November 2, 2020
Tricking fake news detectors with malicious user comments
Fake news detectors, which have been deployed by social media platforms like Twitter and Facebook to add warnings to misleading posts, have traditionally flagged online articles as false based on the story's headline or content. However, recent approaches have considered other signals, such as network features and user engagements, in addition to the story's content to boost their accuracies.
However, new research from a team at Penn State's College of Information Sciences and Technology shows how these fake news detectors can be manipulated through user comments to flag true news as false and false news as true.
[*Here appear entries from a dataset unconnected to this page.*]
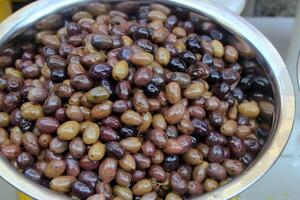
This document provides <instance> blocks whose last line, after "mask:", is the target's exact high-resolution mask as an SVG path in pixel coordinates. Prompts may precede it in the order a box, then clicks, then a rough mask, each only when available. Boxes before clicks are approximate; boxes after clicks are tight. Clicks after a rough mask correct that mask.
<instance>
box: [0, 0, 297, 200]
mask: <svg viewBox="0 0 300 200" xmlns="http://www.w3.org/2000/svg"><path fill="white" fill-rule="evenodd" d="M91 1H93V0H64V1H60V0H51V1H50V0H49V1H37V2H34V3H32V4H30V5H28V6H26V7H24V8H23V9H21V10H19V11H18V12H16V13H15V14H13V15H12V16H10V17H9V18H7V19H6V20H5V21H4V22H2V23H1V24H0V46H1V45H4V44H5V42H7V41H8V40H9V39H11V38H12V36H13V35H14V33H19V32H20V31H22V30H24V29H25V28H28V27H29V26H30V25H32V24H33V23H34V22H36V21H37V20H38V19H41V18H42V17H45V16H46V15H48V14H51V13H54V12H55V11H57V10H61V9H63V8H66V7H70V6H74V5H80V4H84V3H87V2H91ZM152 1H153V0H150V1H141V2H146V3H150V2H152ZM102 2H118V0H104V1H102ZM155 2H161V3H164V4H173V5H176V6H182V7H186V8H188V9H190V10H191V11H194V12H196V13H200V14H202V15H204V16H206V17H208V18H210V19H212V20H213V21H215V22H216V23H218V24H220V25H222V27H224V28H225V29H227V30H229V31H230V32H232V33H234V34H235V35H236V36H238V37H240V38H242V39H243V40H245V41H246V42H247V43H249V44H250V45H251V46H252V47H253V48H254V49H255V51H256V53H257V54H258V57H259V58H260V60H261V61H262V62H263V63H264V67H265V69H266V72H268V73H269V74H268V76H269V78H270V79H271V82H272V87H273V90H274V93H275V97H274V98H275V99H274V100H275V109H276V115H275V120H274V122H273V127H272V133H273V134H272V136H271V137H270V138H269V139H268V141H267V144H266V145H265V146H264V148H263V149H262V151H261V152H260V154H259V155H258V157H257V158H256V159H255V161H254V162H253V163H252V166H251V167H249V168H248V169H247V170H246V171H245V172H244V173H243V174H242V175H240V176H239V177H237V178H235V179H234V180H232V181H231V182H230V183H228V184H226V185H224V186H222V187H220V188H218V189H216V190H213V191H212V192H209V193H206V194H203V195H201V196H199V197H196V198H194V199H209V200H210V199H220V200H222V199H229V198H231V197H233V196H234V195H236V194H238V193H240V192H241V191H243V190H244V189H246V188H247V187H249V186H250V185H252V184H253V183H254V182H255V181H257V180H258V179H259V178H260V177H261V176H263V175H264V174H265V173H266V172H267V171H268V169H270V168H271V166H272V165H273V164H274V163H275V161H276V160H277V159H278V157H279V156H280V154H281V152H282V150H283V149H284V147H285V145H286V143H287V141H288V138H289V136H290V133H291V129H292V126H293V122H294V114H295V96H294V91H293V85H292V82H291V79H290V76H289V73H288V71H287V69H286V66H285V64H284V62H283V60H282V58H281V57H280V55H279V54H278V52H277V51H276V49H275V48H274V46H273V45H272V44H271V43H270V42H269V41H268V40H267V39H266V38H265V36H263V35H262V34H261V33H260V32H259V31H258V30H257V29H256V28H254V27H253V26H252V25H251V24H249V23H248V22H247V21H245V20H244V19H243V18H241V17H240V16H237V15H235V14H234V13H232V12H230V11H229V10H227V9H224V8H223V7H221V6H218V5H216V4H210V3H207V2H205V1H199V2H197V4H196V3H195V2H193V1H188V0H186V1H181V0H165V1H163V0H156V1H155ZM45 8H47V9H45ZM0 175H1V177H2V178H4V179H5V180H6V181H7V182H9V183H10V184H12V185H13V186H14V187H16V188H17V189H19V190H22V191H23V192H25V193H26V194H28V195H30V196H32V197H34V198H37V199H58V200H59V199H66V196H64V195H61V194H58V193H56V192H53V191H51V190H49V189H47V188H45V187H43V186H40V185H38V184H37V183H33V182H32V181H30V180H29V179H28V178H26V177H25V176H23V175H22V174H21V173H18V171H17V170H16V169H14V168H12V167H11V165H10V163H9V162H8V161H7V160H6V159H4V158H3V157H1V162H0Z"/></svg>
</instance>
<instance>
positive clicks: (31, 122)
mask: <svg viewBox="0 0 300 200" xmlns="http://www.w3.org/2000/svg"><path fill="white" fill-rule="evenodd" d="M33 125H34V123H33V122H31V121H28V120H27V119H21V121H20V124H19V127H20V129H21V131H22V132H23V133H24V132H26V131H32V130H33Z"/></svg>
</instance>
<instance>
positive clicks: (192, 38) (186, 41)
mask: <svg viewBox="0 0 300 200" xmlns="http://www.w3.org/2000/svg"><path fill="white" fill-rule="evenodd" d="M185 45H186V48H187V49H188V50H190V51H191V52H193V53H200V52H201V50H202V49H203V46H202V44H201V41H200V39H199V37H197V36H191V37H188V38H187V40H186V42H185Z"/></svg>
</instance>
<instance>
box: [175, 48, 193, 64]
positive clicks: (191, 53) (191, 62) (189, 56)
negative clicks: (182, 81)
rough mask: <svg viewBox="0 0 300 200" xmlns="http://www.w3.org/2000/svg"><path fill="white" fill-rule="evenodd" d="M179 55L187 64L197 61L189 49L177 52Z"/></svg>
mask: <svg viewBox="0 0 300 200" xmlns="http://www.w3.org/2000/svg"><path fill="white" fill-rule="evenodd" d="M179 57H180V58H182V59H183V60H184V62H185V64H187V65H188V66H189V65H191V64H194V63H196V61H197V58H196V56H195V54H193V53H192V52H191V51H189V50H186V51H183V52H181V53H180V54H179Z"/></svg>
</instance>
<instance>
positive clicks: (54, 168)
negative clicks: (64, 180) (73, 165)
mask: <svg viewBox="0 0 300 200" xmlns="http://www.w3.org/2000/svg"><path fill="white" fill-rule="evenodd" d="M65 169H66V163H65V161H62V160H52V161H50V162H49V163H48V165H47V167H46V169H45V171H44V174H45V176H46V177H48V178H55V177H58V176H61V175H62V174H63V173H64V171H65Z"/></svg>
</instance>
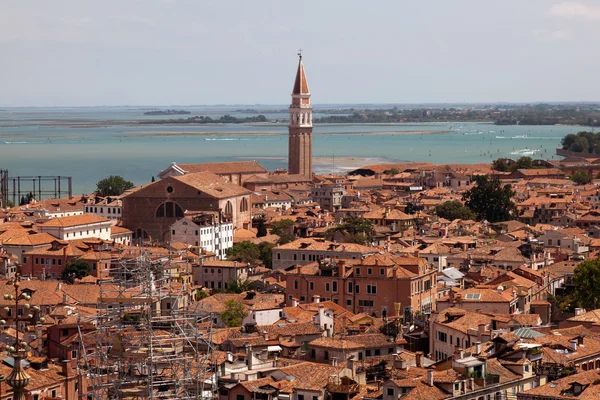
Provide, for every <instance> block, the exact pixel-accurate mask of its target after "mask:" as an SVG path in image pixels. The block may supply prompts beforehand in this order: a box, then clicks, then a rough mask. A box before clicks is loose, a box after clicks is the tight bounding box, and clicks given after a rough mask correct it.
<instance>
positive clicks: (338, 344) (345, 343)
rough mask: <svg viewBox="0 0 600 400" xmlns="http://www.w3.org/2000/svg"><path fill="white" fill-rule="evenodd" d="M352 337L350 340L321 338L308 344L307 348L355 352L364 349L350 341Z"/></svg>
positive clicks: (335, 338) (357, 344)
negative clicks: (328, 348)
mask: <svg viewBox="0 0 600 400" xmlns="http://www.w3.org/2000/svg"><path fill="white" fill-rule="evenodd" d="M352 337H353V336H350V339H339V338H330V337H322V338H319V339H316V340H313V341H312V342H310V343H309V346H313V347H325V348H333V349H340V350H357V349H364V348H365V346H364V345H363V344H361V343H357V342H354V341H352V340H351V338H352Z"/></svg>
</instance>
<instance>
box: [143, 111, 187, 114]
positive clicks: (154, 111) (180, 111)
mask: <svg viewBox="0 0 600 400" xmlns="http://www.w3.org/2000/svg"><path fill="white" fill-rule="evenodd" d="M187 114H191V112H189V111H186V110H154V111H147V112H145V113H144V115H187Z"/></svg>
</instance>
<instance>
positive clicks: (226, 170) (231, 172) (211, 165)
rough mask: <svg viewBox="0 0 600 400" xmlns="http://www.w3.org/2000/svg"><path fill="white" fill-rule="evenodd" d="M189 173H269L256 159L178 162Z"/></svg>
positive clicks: (182, 168)
mask: <svg viewBox="0 0 600 400" xmlns="http://www.w3.org/2000/svg"><path fill="white" fill-rule="evenodd" d="M177 166H178V167H180V168H181V169H183V170H184V171H186V172H187V173H195V172H202V171H209V172H212V173H214V174H217V175H221V174H223V175H225V174H249V173H250V174H260V173H267V172H268V171H267V169H266V168H265V167H263V166H262V165H260V163H258V162H257V161H255V160H252V161H230V162H223V163H204V164H177Z"/></svg>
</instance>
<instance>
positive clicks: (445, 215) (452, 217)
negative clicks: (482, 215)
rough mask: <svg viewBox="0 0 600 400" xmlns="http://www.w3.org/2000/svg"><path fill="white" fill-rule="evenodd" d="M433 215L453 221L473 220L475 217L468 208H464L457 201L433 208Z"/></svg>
mask: <svg viewBox="0 0 600 400" xmlns="http://www.w3.org/2000/svg"><path fill="white" fill-rule="evenodd" d="M435 213H436V214H437V216H438V217H440V218H446V219H447V220H450V221H454V220H455V219H463V220H467V219H472V220H475V218H477V217H476V215H475V213H474V212H473V211H471V209H470V208H468V207H465V206H463V205H462V203H461V202H460V201H458V200H450V201H446V202H444V203H442V204H439V205H437V206H436V207H435Z"/></svg>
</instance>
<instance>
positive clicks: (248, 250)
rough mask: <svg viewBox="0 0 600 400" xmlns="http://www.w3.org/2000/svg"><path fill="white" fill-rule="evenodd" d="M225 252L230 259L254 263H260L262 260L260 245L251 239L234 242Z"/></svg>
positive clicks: (235, 260)
mask: <svg viewBox="0 0 600 400" xmlns="http://www.w3.org/2000/svg"><path fill="white" fill-rule="evenodd" d="M225 254H226V255H227V259H228V260H234V261H240V262H243V263H250V264H252V265H255V264H258V263H259V261H260V250H259V249H258V246H257V245H255V244H254V243H252V242H251V241H249V240H244V241H243V242H240V243H236V244H234V245H233V246H231V247H230V248H228V249H227V251H226V253H225Z"/></svg>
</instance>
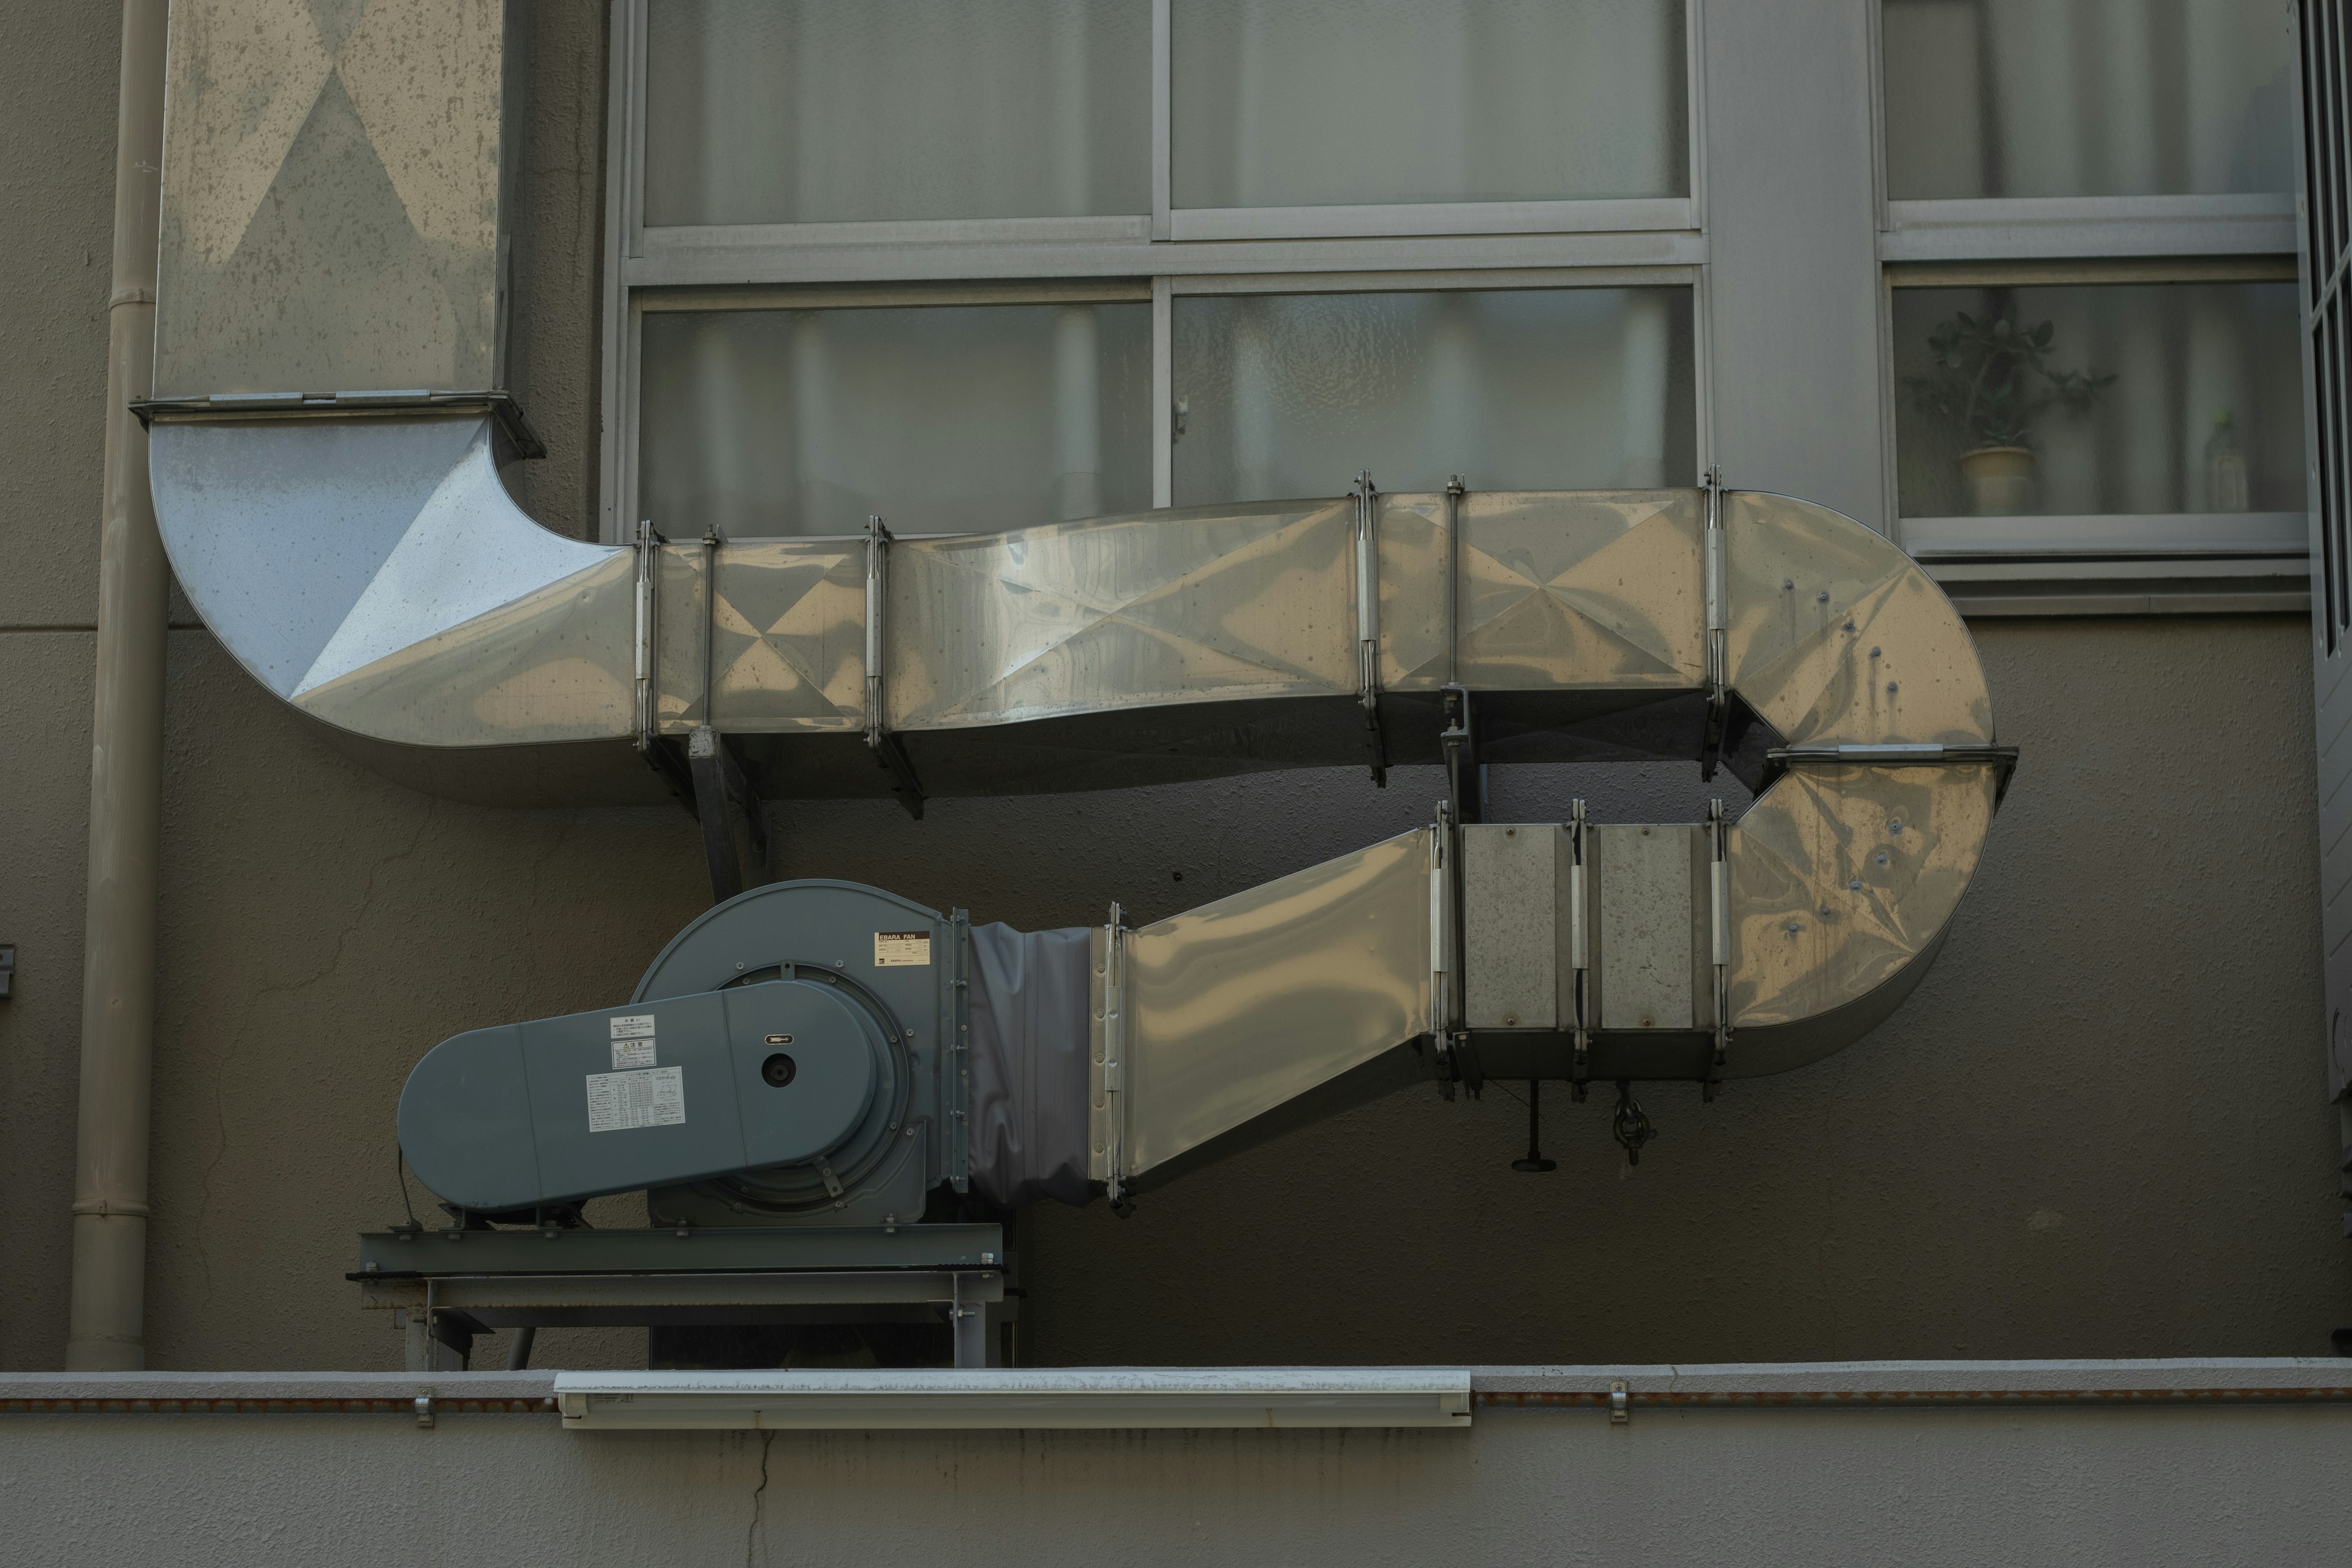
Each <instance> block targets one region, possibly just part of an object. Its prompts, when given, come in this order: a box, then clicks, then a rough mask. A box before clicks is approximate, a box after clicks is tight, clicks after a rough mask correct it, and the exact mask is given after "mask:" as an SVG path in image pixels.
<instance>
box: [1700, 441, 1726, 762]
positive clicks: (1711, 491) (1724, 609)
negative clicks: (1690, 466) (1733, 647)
mask: <svg viewBox="0 0 2352 1568" xmlns="http://www.w3.org/2000/svg"><path fill="white" fill-rule="evenodd" d="M1726 583H1729V567H1726V550H1724V470H1722V468H1708V527H1705V597H1708V729H1705V738H1703V741H1700V748H1698V776H1700V778H1715V764H1717V762H1719V759H1722V755H1724V726H1726V724H1729V722H1731V618H1729V616H1731V607H1729V588H1726Z"/></svg>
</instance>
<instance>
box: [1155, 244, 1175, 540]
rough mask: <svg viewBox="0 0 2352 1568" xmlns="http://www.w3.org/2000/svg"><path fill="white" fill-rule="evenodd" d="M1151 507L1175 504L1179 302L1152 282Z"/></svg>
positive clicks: (1168, 291)
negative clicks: (1174, 299)
mask: <svg viewBox="0 0 2352 1568" xmlns="http://www.w3.org/2000/svg"><path fill="white" fill-rule="evenodd" d="M1152 505H1155V508H1162V505H1176V301H1174V296H1171V292H1169V280H1167V277H1155V280H1152Z"/></svg>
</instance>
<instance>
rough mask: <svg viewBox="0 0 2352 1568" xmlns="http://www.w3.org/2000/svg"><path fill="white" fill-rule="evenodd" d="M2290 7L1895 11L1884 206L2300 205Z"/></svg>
mask: <svg viewBox="0 0 2352 1568" xmlns="http://www.w3.org/2000/svg"><path fill="white" fill-rule="evenodd" d="M2286 12H2288V7H2286V5H2281V2H2279V0H1886V12H1884V33H1882V35H1884V45H1886V195H1889V197H1893V200H1898V202H1905V200H1952V197H2027V195H2230V193H2258V190H2293V188H2296V155H2293V113H2296V99H2293V40H2291V38H2288V19H2286Z"/></svg>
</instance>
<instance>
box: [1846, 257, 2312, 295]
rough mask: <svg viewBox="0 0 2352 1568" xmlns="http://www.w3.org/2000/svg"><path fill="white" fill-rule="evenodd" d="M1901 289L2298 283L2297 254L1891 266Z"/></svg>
mask: <svg viewBox="0 0 2352 1568" xmlns="http://www.w3.org/2000/svg"><path fill="white" fill-rule="evenodd" d="M1886 282H1889V284H1891V287H1896V289H1980V287H2004V284H2013V287H2025V284H2133V282H2296V261H2293V256H2164V259H2147V261H2133V259H2114V261H2037V263H2032V261H2030V263H2013V261H1947V263H1917V266H1891V268H1886Z"/></svg>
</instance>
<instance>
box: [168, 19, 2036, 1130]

This attack approach could give adversaries the ability to influence the detector's assessment of the story even if they are not the story's original author.
"Our model does not require the adversaries to modify the target article's title or content," explained Thai Le, lead author of the paper and doctoral student in the College of IST. "Instead, adversaries can easily use random accounts on social media to post malicious comments to either demote a real story as fake news or promote a fake story as real news."
That is, instead of fooling the detector by attacking the story's content or source, commenters can attack the detector itself.
The researchers developed a framework—called Malcom—to generate, optimize, and add malicious comments that were readable and relevant to the article in an effort to fool the detector. Then, they assessed the quality of the artificially generated comments by seeing if humans could differentiate them from those generated by real users. Finally, they tested Malcom's performance on several popular fake news detectors.
Malcom performed better than the baseline for existing models by fooling five of the leading neural network based fake news detectors more than 93% of the time. To the researchers' knowledge, this is the first model to attack fake news detectors using this method.
This approach could be appealing to attackers because they do not need to follow traditional steps of spreading fake news, which primarily involves owning the content. The researchers hope their work will help those charged with creating fake news detectors to develop more robust models and strengthen methods to detect and filter-out malicious comments, ultimately helping readers get accurate information to make informed decisions.
"Fake news has been promoted with deliberate intention to widen political divides, to undermine citizens' confidence in public figures, and even to create confusion and doubts among communities," the team wrote in their paper, which will be presented virtually during the 2020 IEEE International Conference on Data Mining.
Added Le, "Our research illustrates that attackers can exploit this dependency on users' engagement to fool the detection models by posting malicious comments on online articles, and it highlights the importance of having robust fake news detection models that can defend against adversarial attacks."